Yesterday they were back on their planes one more time. Mr McCain embarked on a seven-state, 18-hour helter-skelter tour across America to Tennessee, northeast to Pennsylvania, then west to Indiana, New Mexico, Nevada and finally home to Arizona, where he will hold a midnight rally on the courthouse steps of the old territorial capital of Prescott.
Mr Obama trawled for votes up the East Coast through Florida, North Carolina and Virginia before heading to Chicago for what he hopes will be a vast election night celebration at Grant Park.
The campaigns have spent months mining deep into the fault lines dividing American politics: race, class, gender, age, religion and region. But polls suggest it is the Democrats who have struck gold. And this year they have not had to stay within the narrow seams of traditional swing states such as Florida, Ohio and Missouri.
Mr Obama is opening up new frontiers in the western Rocky Mountains, through Colorado, Nevada, New Mexico.

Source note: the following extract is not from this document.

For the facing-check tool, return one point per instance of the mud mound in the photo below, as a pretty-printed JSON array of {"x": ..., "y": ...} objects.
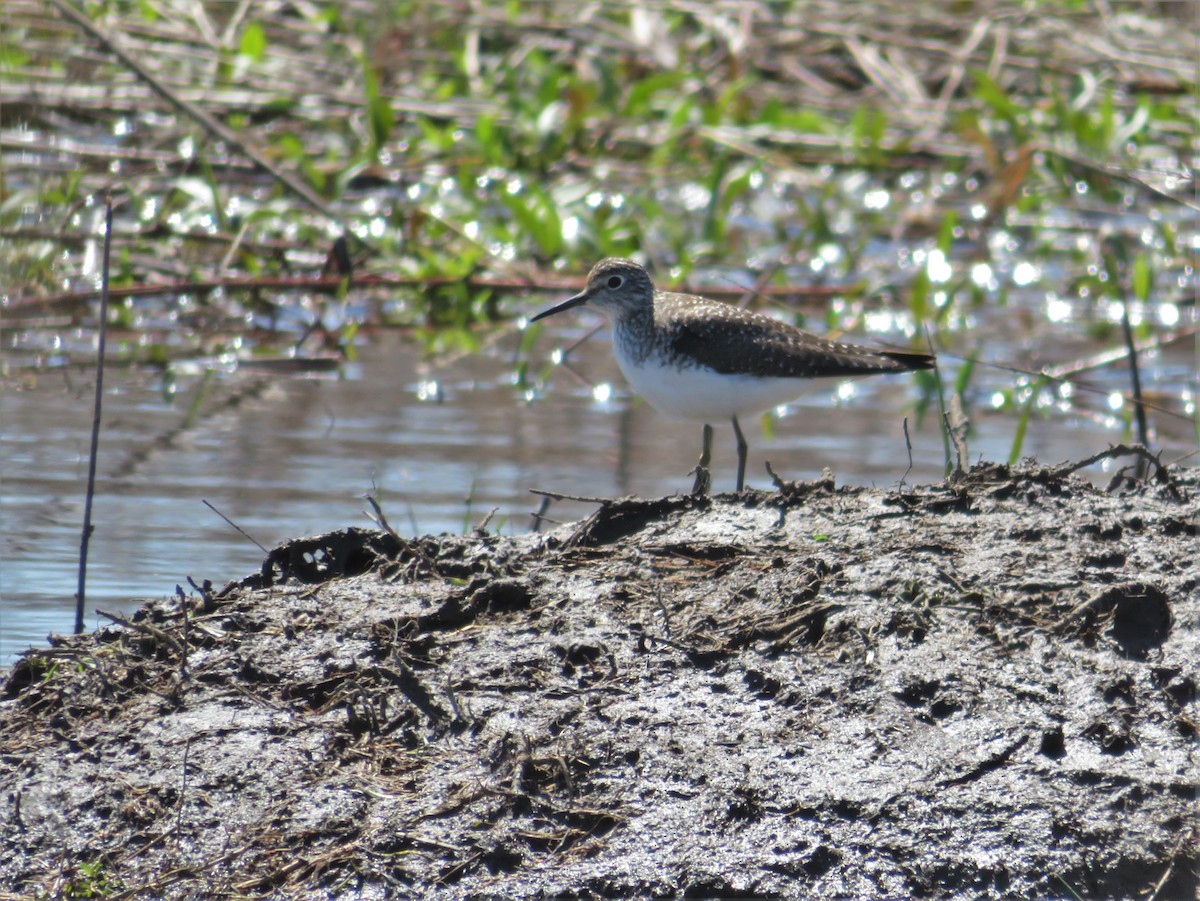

Much of this is down to the arrival of Hispanic voters — who favour Mr Obama by two to one — suburban migrants pushing these states away from the rugged individualism that once made them Republican strongholds.
Mr Obama is also driving deep into the South, where the Democrats are competitive in states for the first time since whites fled to the Republican camp during the civil rights era.
Polls show that Virginia, which has not for voted for a Democratic presidential candidate in 44 years, is leaning towards him. North Carolina, Republican since the time of Jimmy Carter, is seen as a toss-up. Georgia, won by President Bush four years ago with a 16 per cent margin, is now regarded as a long-shot Democratic gain.
A population shift towards liberal suburbs and a surge in voter registration among blacks — whose support for Mr Obama is almost monolithic — is helping Democrats to recapture at least some of the South.
There has been a similar increase in registration for young people, the same group who helped to propel Mr Obama over the finishing line in the Iowa caucuses, with first-time voters backing him over Mr McCain by almost two to one.